This is a very special post, because the endangered Manatee is my favorite sea creature. I love all sea creatures, but I encourage you to Pick/Protect this one.

Try and watch this without your heart melting:

Why you should pick them

  • I already said it’s my favorite ocean creature, but here are some additional reasons to pick the manatee:
  • Their only enemy: boat propellers (in other words, man).
  • Manatees stay and travel near the coastline of the ocean, but they like to live in rivers near the ocean.
  • They are noisy plant eaters, and eat up to 60-plus pounds of water plants per day.
  • They usually give birth to one calf per year (sometimes they even have twins). It’s also been said that they make great parents.
  • Now here’s a really weird fact: manatees used to be called mermaids. Looking at manatees in the video, they don’t look like mermaids AT ALL. Hundreds of years ago, when sailors first saw Manatees (including one famous sailor named Christopher Columbus), they somehow thought, with their wacky imaginations, that they were mermaids.
  • Manatees grow to be between 800 and 1200 pounds, and 8.2-9.8 feet long. They have paddle-shaped tails, and shorter snouts than their cousins, the dugongs.
  • They spend their days eating, sleeping and travelling, and they swim very slowly.
  • Manatees are nicknamed “sea cows,” because when you look at a manatee grazing under water, they look a lot like a cow grazing on land. They’re messy and noisy eaters!
  • The land animal the manatee is most closely related to is the elephant.
  • Thousands of years ago, Manatees used to graze on land with cows, but over time, they entered the water, and their front legs evolved into flippers, their back legs into a paddle-shaped tail, and they became water animals. But, they still have fingernails on their flippers to prove that they were once land animals.

Why they need protecting

Once again, their main enemies are boat propellers. While in the water, a Manatee might hear the buzzing noise of a boat propeller and get curious. As Manatees have literally NO fear, one might swim up to the propeller out of curiosity, and BAM! The boat propeller hits the Manatee. Some drown, some are badly injured as a result.
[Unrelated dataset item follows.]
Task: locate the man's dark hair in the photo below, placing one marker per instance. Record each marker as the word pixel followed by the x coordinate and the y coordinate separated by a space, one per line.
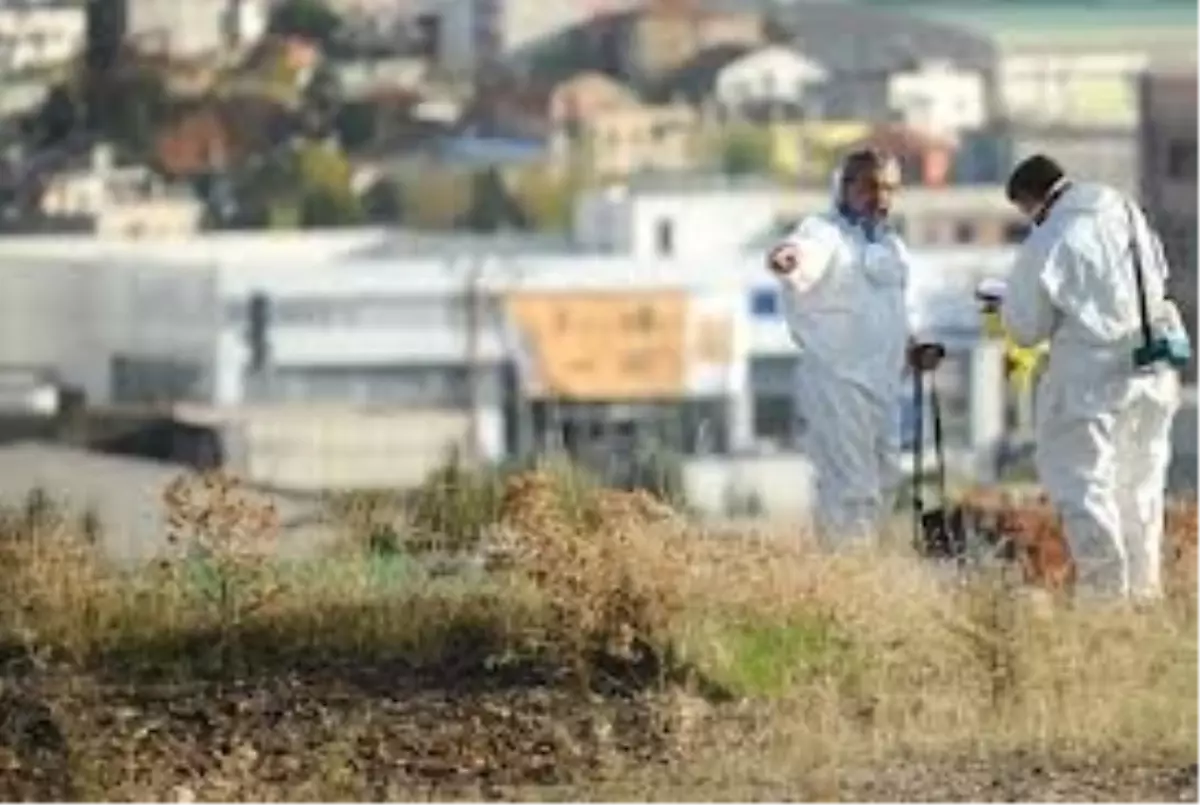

In 2009, a record number of Manatees were recorded in Florida (3809), but unfortunately, a record number were also killed in the same year (419), most by humans, and 30% of those deaths from boat strikes. That equals 12.5% of the whole population killed, which is not good.

How you can protect them

Spread the word to boaters you know to pay attention to Manatee zones in the water. That means turn off your engine.

You can also donate to the Manatee cause. One way is to join the Save the Manatee Club. You can click on the ad in the sidebar here on O4E to find out how you can adopt one for your dad for father’s day, or for yourself or someone you love, anytime.

You can also help the STMC by voting for them in the Pepsi Refresh Project as they compete for a grant to study Manatees in Florida (vote now – the contest ends May 31st).

I encourage you to find all you can about the Manatee and tell ME some ways you can protect it – unless I already know. ;-)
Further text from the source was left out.